Many people often use ceramic tile and porcelain interchangeably. However, they are two separate products, manufactured in very different ways. While you will get similar benefits from both tile floors, it might be best to know exactly what the differences are between the two, so that you can make an educated choice about which is best for your own home.

At Palm Design + Surfaces, we know how important your floors are to you, so they are equally as important to us. We want to make sure you are armed with all the necessary knowledge to make the best choice. In fact, we invite you to our showroom, located in Sacramento, CA, to speak with a flooring professional who can answer all the questions that you might have, and show you our full line of flooring. We service the areas of Sacramento, Folsom, Roseville, Eldorado Hills, and Elk Grove, and we’d love the chance to serve you as well.

Ceramic tile and porcelain–what are the differences?

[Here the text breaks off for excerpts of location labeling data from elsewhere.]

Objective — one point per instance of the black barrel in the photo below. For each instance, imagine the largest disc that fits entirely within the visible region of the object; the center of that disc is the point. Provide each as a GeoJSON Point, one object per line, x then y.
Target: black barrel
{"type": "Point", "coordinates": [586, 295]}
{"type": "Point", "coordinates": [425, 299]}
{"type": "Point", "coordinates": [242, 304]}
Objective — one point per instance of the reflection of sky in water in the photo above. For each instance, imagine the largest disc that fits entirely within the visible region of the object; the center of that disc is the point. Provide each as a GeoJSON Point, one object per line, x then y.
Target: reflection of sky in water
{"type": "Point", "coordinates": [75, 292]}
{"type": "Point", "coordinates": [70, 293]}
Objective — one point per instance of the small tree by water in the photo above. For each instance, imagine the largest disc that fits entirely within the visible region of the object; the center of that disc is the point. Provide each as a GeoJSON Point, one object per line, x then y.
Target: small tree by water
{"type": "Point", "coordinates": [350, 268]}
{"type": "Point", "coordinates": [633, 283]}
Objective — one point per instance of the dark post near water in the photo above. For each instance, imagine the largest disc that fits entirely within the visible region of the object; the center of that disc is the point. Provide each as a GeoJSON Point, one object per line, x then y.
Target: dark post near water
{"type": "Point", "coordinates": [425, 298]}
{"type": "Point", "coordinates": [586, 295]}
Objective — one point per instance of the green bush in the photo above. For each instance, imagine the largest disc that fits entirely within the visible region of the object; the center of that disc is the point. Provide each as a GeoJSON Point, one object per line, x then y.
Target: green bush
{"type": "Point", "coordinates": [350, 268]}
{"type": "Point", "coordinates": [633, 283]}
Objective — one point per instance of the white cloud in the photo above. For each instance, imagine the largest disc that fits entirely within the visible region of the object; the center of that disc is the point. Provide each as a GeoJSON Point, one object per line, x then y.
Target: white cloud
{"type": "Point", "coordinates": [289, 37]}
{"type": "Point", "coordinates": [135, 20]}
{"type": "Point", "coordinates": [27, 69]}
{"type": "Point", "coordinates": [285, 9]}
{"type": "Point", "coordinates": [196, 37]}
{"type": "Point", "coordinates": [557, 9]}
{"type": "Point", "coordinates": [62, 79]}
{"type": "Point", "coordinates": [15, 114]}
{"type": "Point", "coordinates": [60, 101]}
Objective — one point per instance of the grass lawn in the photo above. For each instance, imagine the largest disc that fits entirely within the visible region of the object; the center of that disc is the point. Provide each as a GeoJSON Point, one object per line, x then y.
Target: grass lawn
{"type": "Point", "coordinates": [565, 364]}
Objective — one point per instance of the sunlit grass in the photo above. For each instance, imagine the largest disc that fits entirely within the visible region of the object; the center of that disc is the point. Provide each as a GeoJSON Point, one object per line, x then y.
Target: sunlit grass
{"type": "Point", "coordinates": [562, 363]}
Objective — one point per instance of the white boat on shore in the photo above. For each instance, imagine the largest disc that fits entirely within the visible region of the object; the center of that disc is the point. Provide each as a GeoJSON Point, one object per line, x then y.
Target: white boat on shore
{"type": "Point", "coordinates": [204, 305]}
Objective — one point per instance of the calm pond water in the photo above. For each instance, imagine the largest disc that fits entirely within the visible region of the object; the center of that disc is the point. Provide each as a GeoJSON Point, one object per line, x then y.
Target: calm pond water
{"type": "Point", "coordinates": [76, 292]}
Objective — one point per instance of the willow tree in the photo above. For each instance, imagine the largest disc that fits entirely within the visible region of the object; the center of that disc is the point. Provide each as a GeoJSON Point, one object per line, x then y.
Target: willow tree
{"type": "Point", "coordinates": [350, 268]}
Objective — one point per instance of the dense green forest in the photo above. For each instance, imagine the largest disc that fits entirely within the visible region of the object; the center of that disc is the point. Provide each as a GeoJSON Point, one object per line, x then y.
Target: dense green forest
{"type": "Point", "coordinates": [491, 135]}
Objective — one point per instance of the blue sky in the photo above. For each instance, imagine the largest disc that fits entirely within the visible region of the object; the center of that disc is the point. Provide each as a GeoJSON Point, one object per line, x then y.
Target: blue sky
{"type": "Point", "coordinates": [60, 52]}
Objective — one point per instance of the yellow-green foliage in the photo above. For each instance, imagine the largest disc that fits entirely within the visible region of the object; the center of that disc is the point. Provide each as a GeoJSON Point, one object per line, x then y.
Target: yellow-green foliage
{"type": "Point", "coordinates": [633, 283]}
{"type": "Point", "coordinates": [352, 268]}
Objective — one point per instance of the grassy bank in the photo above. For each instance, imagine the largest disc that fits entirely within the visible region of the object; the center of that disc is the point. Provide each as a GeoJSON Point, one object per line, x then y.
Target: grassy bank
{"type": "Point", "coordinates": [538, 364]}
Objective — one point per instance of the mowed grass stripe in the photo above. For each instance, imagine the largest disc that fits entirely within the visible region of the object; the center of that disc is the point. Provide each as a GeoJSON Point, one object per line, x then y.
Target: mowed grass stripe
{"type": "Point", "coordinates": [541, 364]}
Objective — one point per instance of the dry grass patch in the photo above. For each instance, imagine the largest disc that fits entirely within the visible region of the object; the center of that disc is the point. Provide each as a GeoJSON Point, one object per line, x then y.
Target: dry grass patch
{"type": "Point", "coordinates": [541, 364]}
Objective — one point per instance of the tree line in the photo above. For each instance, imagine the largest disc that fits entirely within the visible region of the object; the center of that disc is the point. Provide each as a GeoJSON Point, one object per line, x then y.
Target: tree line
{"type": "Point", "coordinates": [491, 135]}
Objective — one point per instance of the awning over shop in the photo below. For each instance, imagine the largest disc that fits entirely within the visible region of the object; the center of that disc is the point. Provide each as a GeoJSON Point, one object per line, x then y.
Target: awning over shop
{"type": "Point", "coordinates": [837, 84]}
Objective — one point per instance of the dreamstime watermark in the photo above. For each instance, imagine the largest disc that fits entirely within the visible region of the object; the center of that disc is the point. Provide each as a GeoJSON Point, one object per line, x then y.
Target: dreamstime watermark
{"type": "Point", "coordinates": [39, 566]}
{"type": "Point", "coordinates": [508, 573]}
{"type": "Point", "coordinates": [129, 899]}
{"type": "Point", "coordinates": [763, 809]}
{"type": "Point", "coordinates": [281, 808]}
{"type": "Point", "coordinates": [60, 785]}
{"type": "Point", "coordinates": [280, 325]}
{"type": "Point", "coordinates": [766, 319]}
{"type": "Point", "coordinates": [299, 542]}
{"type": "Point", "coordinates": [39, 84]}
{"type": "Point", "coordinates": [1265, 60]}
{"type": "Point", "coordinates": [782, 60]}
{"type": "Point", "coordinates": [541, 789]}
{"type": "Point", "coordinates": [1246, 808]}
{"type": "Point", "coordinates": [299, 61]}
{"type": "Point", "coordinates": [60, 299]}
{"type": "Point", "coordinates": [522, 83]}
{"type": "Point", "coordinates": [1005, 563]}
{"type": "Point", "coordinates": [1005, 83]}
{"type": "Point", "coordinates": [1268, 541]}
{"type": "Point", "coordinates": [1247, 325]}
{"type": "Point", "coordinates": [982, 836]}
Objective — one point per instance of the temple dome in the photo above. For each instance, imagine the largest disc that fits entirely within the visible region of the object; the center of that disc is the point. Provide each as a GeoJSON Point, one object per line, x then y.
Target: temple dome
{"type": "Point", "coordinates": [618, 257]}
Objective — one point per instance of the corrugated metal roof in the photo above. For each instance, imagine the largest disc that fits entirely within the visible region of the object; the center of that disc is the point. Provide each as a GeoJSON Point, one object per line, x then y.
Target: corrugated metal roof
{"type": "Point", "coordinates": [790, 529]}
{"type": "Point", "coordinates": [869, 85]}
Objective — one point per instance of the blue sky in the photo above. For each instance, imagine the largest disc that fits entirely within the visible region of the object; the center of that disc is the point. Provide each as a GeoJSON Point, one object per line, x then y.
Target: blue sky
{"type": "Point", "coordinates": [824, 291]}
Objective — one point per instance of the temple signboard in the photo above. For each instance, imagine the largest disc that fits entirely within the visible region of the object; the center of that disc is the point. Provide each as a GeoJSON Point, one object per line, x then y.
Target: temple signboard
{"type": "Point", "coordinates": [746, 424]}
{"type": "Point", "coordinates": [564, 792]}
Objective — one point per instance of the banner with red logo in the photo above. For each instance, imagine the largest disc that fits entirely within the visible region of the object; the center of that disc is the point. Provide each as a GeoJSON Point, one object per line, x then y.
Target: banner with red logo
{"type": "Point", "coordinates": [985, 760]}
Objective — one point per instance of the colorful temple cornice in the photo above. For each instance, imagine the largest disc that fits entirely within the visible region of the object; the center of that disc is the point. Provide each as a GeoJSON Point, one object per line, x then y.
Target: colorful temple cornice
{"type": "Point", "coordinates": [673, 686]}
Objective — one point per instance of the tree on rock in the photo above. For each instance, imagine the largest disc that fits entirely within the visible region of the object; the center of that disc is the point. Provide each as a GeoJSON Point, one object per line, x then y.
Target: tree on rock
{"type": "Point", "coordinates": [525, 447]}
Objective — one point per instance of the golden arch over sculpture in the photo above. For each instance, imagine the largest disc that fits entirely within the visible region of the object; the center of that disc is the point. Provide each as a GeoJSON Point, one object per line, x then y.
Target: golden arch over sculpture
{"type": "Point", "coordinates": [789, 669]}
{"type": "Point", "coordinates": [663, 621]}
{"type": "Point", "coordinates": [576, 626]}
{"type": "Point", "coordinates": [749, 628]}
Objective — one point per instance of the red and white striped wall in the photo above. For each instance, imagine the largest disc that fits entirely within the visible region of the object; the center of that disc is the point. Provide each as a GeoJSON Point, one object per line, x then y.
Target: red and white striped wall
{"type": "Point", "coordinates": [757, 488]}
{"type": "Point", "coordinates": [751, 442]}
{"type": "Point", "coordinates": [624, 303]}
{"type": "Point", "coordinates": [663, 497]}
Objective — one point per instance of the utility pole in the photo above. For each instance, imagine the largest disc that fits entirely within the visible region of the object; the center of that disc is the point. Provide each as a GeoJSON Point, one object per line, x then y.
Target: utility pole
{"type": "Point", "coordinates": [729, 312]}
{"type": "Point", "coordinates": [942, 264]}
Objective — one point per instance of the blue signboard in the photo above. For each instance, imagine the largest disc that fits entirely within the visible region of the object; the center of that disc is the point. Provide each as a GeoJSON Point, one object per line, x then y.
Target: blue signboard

It is important to know exactly how ceramic tile and porcelain differ. Knowing the difference means you will get exactly which one you need to match your own specifications. Of course, it’s likely that you won’t notice a huge difference in walking on them, but over the life of the tile, it may start to show that one is better than the other is.

Porcelain tile is made with very high quality clay and then, after being formed to size, fired in a very hot kiln. This produces a very dense, very hard tile that is nearly impervious to water. It’s one of the best choices for flooring in the bathroom and kitchen. However, when used in the bathroom, we suggest a protective grit surface coating for safety reasons. Porcelain also tends to show much less wear and tear in the form of scratches, scuffs and even chips, as the tile is the same color throughout.

Ceramic tile uses lower quality clay, mixed with other natural ingredients. Once it is removed from the kiln, it is then coated with bright colors and designs that make it a designers dream in the home. These tiles can be used to create mosaics, repeating patterns, shapes, pictures and much more. It is also quite resistant to water, though not as much as porcelain, and stands up well under moderate to heavy traffic.